Le ministre Blais a choisi de ne pas l'inscrire dans le plan d'action, une décision que déplore Proulx, mais que salue Football Québec.

«Il y a eu énormément de discussions à ce sujet parce qu'on savait que les gens voulaient notre opinion sur l'âge approprié des contacts, explique Proulx, qui est maintenant analyste football à RDS. On a rencontré plusieurs groupes, des organisations sportives et médicales, et on leur a posé la question. La recommandation qu'on a faite nous semblait tout à fait raisonnable.»

Le football est aux prises avec un problème d'image depuis que les effets à long terme des commotions cérébrales sont mieux compris. Les inscriptions à Football Québec auraient chuté de 15% en 2014 seulement.

Dans ce contexte, Matthieu Proulx et le groupe de travail ont estimé que le sport gagnerait à retarder l'âge des premiers contacts - tout comme le hockey d'ailleurs. Selon eux, cette simple mesure pourrait éviter des commotions chez les jeunes et rassurer les parents sans dénaturer le sport.

«Ce qu'on comprend grâce à la science, c'est que le cerveau est plus fragile jusqu'à l'âge de 25 ans, explique Proulx. Parce qu'il se développe encore. Techniquement, donc, on devrait éviter le contact avant 26 ans. Mais en pratique, ça ne marche pas, évidemment. On ne veut pas éliminer le sport. Le but reste de favoriser l'activité physique, dans un cadre le plus sécuritaire possible.»

Des contacts dès 8 ans

Au Québec en ce moment, les contacts au football commencent à 8 ans. Le rapport Ellemberg proposait d'attendre l'âge de 14 ans et de permettre aux jeunes de jouer au football sans contact avant. Cet âge représente pour Proulx un compromis équitable entre le sport et la sécurité.

«Avant 14 ans, on peut développer plein d'autres choses à part le contact. Il y a les aspects stratégiques, techniques, tactiques, les aspects fondamentaux du sport», croit celui qui a joué six saisons avec les Alouettes et remporté deux fois la Coupe Grey.

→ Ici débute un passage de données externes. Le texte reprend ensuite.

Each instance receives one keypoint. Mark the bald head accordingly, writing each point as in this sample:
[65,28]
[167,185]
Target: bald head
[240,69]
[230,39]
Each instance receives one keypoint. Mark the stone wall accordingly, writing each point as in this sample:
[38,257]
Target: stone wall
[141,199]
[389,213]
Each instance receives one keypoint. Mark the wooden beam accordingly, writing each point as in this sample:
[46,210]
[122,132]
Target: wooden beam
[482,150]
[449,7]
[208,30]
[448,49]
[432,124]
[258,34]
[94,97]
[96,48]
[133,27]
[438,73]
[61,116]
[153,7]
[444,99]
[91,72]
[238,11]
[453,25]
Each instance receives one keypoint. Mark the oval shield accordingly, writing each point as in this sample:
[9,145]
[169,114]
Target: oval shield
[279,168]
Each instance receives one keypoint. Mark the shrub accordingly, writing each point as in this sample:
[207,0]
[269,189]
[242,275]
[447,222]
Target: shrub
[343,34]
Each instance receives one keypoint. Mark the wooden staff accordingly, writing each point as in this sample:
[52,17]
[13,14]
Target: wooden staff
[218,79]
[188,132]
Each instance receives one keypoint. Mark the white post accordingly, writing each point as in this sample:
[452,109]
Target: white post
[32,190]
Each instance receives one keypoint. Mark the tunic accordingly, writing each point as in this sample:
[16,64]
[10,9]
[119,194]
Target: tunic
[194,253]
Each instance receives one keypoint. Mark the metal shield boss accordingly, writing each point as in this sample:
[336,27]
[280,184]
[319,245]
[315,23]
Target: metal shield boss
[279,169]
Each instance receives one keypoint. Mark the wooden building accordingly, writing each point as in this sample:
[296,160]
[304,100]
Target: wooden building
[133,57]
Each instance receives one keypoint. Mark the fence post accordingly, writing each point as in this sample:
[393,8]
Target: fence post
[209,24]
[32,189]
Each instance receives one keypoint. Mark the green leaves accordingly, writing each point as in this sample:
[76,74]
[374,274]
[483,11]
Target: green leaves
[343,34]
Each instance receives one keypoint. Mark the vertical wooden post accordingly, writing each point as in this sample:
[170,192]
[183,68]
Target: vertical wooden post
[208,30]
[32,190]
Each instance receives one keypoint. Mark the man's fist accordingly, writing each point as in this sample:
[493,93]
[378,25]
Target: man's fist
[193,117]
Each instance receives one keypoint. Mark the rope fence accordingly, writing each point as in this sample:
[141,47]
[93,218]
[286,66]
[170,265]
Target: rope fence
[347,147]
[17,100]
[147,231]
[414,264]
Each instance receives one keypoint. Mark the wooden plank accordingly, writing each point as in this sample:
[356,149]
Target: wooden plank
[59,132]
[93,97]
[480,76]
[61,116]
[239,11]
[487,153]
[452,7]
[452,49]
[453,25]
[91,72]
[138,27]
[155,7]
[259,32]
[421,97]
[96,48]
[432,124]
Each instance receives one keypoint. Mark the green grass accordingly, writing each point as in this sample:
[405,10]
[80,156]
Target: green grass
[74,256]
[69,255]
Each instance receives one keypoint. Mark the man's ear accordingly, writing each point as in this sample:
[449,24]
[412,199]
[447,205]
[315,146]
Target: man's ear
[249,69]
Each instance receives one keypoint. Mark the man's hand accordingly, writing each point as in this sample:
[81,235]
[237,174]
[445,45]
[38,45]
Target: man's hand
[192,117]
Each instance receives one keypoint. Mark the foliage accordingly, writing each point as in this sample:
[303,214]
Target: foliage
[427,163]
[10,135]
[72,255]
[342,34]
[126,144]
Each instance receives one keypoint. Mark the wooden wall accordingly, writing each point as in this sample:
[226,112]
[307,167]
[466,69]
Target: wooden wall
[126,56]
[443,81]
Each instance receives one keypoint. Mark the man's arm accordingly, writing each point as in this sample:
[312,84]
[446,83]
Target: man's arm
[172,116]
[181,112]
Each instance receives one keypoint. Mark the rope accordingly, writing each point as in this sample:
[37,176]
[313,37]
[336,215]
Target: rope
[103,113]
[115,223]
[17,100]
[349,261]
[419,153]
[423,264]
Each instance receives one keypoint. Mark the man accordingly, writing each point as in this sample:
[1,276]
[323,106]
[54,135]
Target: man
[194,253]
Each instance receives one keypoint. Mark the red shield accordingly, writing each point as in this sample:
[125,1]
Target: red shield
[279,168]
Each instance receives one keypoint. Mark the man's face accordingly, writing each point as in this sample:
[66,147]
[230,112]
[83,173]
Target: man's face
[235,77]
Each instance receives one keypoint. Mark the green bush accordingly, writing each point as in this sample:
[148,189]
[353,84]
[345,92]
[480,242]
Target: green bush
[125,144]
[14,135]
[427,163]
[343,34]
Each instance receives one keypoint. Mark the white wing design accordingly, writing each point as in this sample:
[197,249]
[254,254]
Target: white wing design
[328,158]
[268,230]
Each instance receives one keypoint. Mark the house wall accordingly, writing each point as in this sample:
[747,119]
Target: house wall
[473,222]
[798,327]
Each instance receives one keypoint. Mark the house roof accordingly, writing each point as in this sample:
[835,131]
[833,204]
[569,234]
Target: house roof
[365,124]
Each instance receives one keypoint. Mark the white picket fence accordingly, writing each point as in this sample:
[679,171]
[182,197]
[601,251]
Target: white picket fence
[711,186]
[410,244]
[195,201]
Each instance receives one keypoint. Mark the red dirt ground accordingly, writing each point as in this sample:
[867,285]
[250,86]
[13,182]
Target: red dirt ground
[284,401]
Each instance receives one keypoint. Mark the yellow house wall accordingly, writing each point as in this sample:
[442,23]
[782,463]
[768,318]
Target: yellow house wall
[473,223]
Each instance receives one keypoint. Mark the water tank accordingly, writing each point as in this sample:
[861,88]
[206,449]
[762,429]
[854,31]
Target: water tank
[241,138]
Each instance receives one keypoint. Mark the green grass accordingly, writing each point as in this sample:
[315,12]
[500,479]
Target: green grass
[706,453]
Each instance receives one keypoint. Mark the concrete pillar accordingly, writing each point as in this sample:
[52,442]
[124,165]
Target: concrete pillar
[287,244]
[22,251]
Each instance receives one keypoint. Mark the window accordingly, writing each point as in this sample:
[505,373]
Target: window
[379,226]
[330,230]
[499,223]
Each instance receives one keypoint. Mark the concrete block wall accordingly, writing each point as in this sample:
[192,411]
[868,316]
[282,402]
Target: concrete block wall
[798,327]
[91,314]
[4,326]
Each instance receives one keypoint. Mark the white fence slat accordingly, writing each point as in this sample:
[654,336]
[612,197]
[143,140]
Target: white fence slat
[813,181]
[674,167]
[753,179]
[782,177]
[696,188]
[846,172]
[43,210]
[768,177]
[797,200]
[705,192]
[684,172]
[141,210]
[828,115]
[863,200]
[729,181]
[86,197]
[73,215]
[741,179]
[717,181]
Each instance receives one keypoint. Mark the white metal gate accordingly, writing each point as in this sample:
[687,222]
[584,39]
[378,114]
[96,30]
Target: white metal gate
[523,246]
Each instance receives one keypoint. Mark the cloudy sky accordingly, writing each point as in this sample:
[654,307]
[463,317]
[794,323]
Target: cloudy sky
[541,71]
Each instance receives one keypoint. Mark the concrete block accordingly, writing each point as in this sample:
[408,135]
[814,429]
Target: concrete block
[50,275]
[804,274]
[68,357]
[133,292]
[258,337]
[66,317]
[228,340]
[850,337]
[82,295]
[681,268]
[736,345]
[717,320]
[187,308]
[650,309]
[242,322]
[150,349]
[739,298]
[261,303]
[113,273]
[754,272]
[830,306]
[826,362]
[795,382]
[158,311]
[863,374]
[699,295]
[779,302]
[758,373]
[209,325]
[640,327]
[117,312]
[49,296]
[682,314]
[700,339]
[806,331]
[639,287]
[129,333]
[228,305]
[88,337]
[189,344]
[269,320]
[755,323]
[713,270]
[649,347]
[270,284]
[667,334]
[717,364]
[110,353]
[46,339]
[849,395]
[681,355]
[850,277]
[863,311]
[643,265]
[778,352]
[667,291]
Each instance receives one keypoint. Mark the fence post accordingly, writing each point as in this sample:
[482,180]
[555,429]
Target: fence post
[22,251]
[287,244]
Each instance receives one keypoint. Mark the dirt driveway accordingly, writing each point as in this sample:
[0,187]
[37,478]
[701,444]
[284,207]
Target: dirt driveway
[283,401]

«Moi, j'ai commencé le football à 18 ans. Oui, j'ai commencé tard, tout comme Bruno Heppell ou Luc Brodeur-Jourdain. Mais dans un sport comme le football, des qualités athlétiques assez primaires sont sollicitées: courir vite, être coordonné, être capable d'attraper un ballon, de se positionner... Ce sont tous des aspects qu'on peut apprendre dans d'autres sports avant de commencer le football.»

Matthieu Proulx aurait donc aimé que le plan d'action du gouvernement aille plus loin sur ce point, tout comme l'aurait souhaité l'Association des neurologues du Québec.

Décision bien accueillie par Football Québec

À Football Québec, en revanche, la décision de Québec est bien accueillie. La fédération veut pouvoir mener ses propres consultations auprès de ses membres avant de prendre une décision. Ce qui est certain, c'est que des changements s'en viennent.

«On est en train de regarder comment on peut cheminer dans le modèle du développement de l'athlète pour qu'il y ait gradation vers le contact sans dénaturer le sport», fait valoir le directeur général de Football Québec, Jean-Charles Meffe.

M. Meffe dit suivre de près le projet-pilote de la Commission scolaire de la Région-de-Sherbrooke, qui a choisi d'éliminer les plaquages avant 14 ans, comme le souhaite Proulx. Mais ce projet «a beaucoup de bon et aussi un peu de moins bon», croit M. Meffe, qui admet que son sport a un certain problème d'image.

«Il y a quelques années, le discours sur notre discipline, c'était: "C'est incroyable comme le football peut aider les jeunes à se développer", dit-il. Et là tout à coup, on ne parle que du négatif.»

Matthieu Proulx pense quant à lui que le temps est venu d'agir. Il se rappelle une commotion non diagnostiquée qu'il pense avoir subie à l'époque où il était chez les Alouettes. «Je me souviens, j'étais sur la ligne de côté, j'avais mal à la tête, je voyais mal et on m'a renvoyé sur le jeu», raconte-t-il.

Proulx aime à croire que ce type d'évènements se produit de moins en moins «parce que les choses ont changé». L'ancien joueur croit simplement qu'il n'y a pas de mal à ce qu'elles changent un peu plus vite.